只一瞬间,发上的玉簪被抢走,转眼一看,方才杵着拐杖的孩童就窜进拐角,无影无踪了。。。。。
“有没有事?”谢鹤徵蹙眉。
林锦璨摇头:“无妨,那孩子也是迫于生计。”
“果然是穷山恶水出刁民,这幽州……”
“你们可是朝廷派来的?”
青墨话说一半,从远处马车里传来妇人的声音。
林锦璨循声望去。
墙角下,一着银褂鼠袄的妇人,正搅着帕子垂首擦泪,她急步走到谢鹤徵面前,上下打量了他们一番,愣道:“您可是奉旨前来剿匪的谢大人?”
谢鹤徵微微倾身颔首:“夫人是。。。。。”
“我是沈知州的发妻。”
沈夫人宛如见了恩人一般,叹道:“我夫君缠绵于病榻,恐不能亲自来迎接你们,还望谢大人莫要怪罪。”
“一路周折劳顿,请大人若不嫌弃,就选寒舍安顿下来吧。”
……
知州府。
从羊肠小道穿行而过,他们随沈夫人来到一间院落。
太守住的主屋里药气四溢,湿冷阴寒,连这样大好的艳阳天也不曾开窗透气。
榻内传来几声猛烈的咳嗽声后,便听见有什么金属制品的东西,摔在坚硬的地板上。
“都给我滚出去,你们这些庸医让本官喝了这么多药都不见好?我要你们有何用?!”
沈夫人无可奈何,她走出屋子看着众人,
提裙跪在谢鹤徵面前,哭道:“谢大人,救救我家老爷吧。”
“疫病一直不得好,他整日呕吐不止,瘦的不成样儿,如今一天都不见醒来几次,谢大人见多识广,能否……多召集些妙手回春的医士?”
谢鹤徵道:“幽州疫病一事我曾同属下青墨查过。

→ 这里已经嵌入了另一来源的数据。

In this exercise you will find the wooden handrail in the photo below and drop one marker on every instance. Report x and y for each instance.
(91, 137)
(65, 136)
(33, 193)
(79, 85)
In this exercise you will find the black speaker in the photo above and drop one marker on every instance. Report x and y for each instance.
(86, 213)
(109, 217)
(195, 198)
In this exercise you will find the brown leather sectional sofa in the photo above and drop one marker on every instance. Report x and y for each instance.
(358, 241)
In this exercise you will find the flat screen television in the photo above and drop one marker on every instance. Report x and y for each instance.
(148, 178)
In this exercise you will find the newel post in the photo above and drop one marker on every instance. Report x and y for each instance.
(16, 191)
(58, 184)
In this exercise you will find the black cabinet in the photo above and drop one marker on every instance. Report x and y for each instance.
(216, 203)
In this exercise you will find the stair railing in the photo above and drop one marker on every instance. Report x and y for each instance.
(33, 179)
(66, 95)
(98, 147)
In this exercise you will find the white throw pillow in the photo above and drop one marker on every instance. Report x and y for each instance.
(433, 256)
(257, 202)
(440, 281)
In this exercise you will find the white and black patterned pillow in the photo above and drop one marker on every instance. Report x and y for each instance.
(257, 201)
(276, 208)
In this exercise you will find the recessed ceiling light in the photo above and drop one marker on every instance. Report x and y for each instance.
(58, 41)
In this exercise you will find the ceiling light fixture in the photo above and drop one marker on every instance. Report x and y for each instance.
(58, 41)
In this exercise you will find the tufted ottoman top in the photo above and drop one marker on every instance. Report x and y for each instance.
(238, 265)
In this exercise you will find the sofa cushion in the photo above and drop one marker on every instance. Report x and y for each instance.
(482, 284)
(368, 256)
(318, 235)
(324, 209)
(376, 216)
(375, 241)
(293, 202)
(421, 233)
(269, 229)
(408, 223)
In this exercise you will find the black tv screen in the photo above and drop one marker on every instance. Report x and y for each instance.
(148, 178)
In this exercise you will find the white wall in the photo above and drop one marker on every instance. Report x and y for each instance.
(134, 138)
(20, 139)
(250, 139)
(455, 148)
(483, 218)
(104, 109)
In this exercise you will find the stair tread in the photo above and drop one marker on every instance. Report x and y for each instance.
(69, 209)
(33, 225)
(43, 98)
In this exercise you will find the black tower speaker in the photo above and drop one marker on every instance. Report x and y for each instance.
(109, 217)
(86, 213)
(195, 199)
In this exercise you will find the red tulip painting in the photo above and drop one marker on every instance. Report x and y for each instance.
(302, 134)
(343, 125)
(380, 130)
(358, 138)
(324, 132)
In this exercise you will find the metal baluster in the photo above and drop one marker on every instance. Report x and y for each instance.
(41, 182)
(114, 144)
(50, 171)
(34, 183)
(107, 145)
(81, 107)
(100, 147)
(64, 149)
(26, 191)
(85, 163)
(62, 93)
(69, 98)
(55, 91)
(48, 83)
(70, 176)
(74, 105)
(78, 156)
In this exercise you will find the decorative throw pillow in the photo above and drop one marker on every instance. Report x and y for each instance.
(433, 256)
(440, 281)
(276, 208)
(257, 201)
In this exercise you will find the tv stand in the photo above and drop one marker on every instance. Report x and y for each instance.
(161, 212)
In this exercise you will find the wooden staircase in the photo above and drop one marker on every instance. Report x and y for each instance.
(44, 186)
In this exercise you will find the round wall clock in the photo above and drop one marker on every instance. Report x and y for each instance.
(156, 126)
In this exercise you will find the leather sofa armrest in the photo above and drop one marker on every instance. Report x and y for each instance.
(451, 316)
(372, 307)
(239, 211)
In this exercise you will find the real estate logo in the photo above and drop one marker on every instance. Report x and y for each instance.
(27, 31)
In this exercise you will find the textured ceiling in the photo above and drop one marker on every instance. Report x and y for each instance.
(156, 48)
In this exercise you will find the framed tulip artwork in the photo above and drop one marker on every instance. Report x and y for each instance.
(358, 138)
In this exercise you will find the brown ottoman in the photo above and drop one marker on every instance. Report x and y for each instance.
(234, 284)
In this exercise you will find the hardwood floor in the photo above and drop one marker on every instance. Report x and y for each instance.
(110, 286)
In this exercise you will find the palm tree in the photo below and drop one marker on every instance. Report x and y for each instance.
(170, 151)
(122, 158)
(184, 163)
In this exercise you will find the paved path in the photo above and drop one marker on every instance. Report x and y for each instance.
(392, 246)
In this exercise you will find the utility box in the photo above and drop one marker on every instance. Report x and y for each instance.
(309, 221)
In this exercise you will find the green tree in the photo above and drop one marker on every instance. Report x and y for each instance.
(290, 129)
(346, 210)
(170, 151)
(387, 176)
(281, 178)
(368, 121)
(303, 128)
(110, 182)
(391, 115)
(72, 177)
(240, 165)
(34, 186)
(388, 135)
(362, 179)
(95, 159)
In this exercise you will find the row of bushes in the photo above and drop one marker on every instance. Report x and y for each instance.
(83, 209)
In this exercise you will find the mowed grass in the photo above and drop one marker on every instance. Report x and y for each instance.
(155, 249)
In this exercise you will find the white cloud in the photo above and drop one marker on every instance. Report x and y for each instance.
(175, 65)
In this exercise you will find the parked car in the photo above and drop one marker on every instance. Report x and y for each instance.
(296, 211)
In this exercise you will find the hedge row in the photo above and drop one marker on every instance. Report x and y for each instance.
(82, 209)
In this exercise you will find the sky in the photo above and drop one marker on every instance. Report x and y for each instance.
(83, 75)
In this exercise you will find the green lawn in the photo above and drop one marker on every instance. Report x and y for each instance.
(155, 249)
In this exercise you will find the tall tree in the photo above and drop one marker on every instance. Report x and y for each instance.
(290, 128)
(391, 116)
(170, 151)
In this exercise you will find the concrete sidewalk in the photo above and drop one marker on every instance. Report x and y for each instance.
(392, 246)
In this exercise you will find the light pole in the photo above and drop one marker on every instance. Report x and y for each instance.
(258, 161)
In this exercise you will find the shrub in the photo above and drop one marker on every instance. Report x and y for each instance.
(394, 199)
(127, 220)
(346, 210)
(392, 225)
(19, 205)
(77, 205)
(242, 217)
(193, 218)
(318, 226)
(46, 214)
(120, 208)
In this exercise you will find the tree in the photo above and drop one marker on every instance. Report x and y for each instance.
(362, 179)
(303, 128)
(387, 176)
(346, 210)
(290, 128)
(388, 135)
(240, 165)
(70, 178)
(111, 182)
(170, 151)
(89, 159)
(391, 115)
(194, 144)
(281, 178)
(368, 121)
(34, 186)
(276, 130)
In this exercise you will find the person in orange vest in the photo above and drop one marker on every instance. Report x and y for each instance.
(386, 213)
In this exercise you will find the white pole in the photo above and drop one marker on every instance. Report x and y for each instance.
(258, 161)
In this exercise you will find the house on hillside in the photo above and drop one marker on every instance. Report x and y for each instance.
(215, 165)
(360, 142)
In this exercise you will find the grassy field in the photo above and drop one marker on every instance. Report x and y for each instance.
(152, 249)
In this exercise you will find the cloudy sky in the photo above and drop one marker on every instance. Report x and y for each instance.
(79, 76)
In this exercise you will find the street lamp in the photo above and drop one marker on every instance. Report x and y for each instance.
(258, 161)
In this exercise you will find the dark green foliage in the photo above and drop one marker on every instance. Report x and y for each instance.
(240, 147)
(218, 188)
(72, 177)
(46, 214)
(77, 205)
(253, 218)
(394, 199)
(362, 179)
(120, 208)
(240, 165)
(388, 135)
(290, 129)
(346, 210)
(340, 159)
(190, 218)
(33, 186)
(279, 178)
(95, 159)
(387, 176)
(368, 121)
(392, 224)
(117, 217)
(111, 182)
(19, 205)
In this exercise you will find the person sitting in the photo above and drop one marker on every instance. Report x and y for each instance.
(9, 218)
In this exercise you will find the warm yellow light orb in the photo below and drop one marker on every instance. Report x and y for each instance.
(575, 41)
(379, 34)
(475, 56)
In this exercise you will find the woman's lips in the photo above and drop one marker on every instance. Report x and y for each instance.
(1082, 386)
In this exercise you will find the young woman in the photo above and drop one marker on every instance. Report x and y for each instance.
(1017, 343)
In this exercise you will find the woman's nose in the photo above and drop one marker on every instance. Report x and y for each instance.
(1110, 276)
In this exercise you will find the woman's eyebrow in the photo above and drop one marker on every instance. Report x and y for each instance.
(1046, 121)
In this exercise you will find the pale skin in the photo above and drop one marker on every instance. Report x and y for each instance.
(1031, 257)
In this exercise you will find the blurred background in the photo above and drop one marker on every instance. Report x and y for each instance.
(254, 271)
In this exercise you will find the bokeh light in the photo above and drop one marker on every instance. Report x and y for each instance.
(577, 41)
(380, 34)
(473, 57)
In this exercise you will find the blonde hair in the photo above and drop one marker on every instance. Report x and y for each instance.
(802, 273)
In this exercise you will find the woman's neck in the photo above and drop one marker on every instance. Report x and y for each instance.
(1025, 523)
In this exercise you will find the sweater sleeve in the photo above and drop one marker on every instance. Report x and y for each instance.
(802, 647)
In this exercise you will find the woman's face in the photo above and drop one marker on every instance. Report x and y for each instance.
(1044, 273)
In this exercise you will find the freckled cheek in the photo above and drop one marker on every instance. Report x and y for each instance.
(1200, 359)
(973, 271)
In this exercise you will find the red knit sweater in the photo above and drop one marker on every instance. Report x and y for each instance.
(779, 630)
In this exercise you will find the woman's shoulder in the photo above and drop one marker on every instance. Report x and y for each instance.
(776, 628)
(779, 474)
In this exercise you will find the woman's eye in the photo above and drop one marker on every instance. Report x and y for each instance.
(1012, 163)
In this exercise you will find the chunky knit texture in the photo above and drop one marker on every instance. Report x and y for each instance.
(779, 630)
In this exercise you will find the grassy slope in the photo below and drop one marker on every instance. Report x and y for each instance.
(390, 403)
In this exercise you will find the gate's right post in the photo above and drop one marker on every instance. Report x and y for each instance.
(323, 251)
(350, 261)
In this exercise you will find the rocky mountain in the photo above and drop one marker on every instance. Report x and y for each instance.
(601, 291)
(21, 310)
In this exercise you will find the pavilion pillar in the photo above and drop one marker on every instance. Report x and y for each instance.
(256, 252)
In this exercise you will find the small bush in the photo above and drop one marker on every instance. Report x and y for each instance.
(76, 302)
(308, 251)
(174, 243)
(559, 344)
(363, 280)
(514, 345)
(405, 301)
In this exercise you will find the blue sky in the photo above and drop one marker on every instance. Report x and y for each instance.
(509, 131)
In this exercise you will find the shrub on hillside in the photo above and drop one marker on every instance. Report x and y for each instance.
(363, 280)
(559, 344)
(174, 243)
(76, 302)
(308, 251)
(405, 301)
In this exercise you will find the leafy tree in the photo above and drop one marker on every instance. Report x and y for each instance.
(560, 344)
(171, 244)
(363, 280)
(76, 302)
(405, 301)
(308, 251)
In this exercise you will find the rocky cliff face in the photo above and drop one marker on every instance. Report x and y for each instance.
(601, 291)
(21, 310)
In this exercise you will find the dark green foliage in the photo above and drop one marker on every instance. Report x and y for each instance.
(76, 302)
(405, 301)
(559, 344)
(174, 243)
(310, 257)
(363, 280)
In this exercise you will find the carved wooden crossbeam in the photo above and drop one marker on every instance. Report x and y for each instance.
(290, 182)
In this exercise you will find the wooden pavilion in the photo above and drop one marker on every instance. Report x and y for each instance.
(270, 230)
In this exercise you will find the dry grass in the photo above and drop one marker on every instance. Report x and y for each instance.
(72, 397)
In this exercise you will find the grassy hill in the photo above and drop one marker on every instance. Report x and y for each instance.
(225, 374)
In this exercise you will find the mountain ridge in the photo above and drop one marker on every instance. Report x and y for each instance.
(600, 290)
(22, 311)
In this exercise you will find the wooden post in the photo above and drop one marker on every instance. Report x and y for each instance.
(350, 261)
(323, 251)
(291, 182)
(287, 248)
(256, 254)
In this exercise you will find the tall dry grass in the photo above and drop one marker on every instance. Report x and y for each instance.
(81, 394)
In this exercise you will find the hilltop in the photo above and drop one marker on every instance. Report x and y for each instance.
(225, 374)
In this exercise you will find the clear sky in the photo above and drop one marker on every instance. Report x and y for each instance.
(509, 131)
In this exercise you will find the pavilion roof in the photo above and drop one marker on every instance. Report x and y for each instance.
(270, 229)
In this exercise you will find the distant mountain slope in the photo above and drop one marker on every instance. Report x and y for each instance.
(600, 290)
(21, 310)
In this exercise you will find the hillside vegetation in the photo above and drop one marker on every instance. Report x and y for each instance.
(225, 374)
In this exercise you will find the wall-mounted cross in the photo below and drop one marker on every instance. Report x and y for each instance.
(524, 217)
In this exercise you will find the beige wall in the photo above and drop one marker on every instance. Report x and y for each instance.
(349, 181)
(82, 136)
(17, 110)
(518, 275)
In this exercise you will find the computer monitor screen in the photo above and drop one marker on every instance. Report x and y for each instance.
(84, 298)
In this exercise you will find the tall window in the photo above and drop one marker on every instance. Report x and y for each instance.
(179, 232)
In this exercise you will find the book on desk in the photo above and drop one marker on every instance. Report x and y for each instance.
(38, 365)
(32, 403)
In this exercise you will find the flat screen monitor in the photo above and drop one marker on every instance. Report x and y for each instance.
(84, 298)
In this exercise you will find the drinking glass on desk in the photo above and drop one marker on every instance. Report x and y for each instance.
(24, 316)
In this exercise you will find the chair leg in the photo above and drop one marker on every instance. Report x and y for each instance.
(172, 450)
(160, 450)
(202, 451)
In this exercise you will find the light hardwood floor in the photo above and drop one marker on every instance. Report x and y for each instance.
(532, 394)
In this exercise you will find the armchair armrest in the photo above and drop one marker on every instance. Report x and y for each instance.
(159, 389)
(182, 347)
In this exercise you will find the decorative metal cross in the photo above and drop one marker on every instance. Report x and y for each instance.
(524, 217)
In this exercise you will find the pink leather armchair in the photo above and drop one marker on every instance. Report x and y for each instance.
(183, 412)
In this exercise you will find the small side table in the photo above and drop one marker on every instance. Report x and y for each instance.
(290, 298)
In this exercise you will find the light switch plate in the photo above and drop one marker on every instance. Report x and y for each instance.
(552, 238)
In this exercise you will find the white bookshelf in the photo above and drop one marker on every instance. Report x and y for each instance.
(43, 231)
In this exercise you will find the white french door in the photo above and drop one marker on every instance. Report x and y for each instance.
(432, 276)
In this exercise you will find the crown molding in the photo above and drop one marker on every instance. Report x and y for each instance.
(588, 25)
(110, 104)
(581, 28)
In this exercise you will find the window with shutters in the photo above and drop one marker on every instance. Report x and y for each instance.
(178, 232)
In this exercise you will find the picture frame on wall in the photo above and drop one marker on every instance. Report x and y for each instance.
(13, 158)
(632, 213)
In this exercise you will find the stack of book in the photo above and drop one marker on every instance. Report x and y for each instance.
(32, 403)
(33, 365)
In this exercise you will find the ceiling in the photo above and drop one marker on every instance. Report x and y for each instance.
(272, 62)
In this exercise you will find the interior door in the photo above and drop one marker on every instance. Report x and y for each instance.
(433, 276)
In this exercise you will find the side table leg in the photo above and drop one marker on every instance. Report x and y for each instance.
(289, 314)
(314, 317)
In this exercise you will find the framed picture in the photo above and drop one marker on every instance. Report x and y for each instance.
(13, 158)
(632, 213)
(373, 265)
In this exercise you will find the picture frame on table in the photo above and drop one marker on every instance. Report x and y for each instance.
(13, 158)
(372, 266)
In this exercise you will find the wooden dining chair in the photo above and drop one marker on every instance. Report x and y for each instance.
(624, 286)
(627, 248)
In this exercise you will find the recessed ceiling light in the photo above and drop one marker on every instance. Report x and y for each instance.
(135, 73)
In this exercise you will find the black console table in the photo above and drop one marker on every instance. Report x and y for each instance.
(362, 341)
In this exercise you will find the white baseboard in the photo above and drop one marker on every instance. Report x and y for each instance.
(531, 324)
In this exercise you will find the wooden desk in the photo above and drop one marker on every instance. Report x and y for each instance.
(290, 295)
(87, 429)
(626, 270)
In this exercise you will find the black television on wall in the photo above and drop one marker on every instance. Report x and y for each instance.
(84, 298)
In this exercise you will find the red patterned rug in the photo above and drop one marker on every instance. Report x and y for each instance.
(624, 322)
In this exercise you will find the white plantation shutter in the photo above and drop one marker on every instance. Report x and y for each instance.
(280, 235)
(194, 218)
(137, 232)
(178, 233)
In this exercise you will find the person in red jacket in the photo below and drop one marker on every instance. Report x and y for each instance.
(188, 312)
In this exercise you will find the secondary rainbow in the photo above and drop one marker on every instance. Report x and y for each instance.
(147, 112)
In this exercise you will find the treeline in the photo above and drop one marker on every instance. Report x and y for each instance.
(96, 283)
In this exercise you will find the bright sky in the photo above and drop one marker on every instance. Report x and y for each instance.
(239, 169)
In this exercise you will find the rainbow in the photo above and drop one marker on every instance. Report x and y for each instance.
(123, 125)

”
“这病疫最早只出现在西北地区的牲畜上,而如今却蔓延到了大梁,还出现了传人的现象。”
“我看,其他名医士未必能对症下药。”
沈夫人道:“那该怎么办?难道全城百姓只能等死么?”
“擒贼先擒王,西北塔喇人如今在这片土地上四窜,要拿到药方除其根源,唯一的法子恐怕先把那群塔喇人拿下。”
沈夫人叹息:“塔赖人凶狠残暴,一时间怕是难以剿灭,而且,我家大人他怕是等不得那么久……”
林锦璨听罢,疑道:“塔喇只是西部一小小部落,为何连朝廷也不是他们的对手?”
赵青墨摇头嘁道:“也不看看如今当家的是谁?”
“陛下病重,端王把持朝政,加上大梁曾有一机关大师流落到西域,域主礼贤下士,用丰厚的报酬,求他将本领倾囊所教。”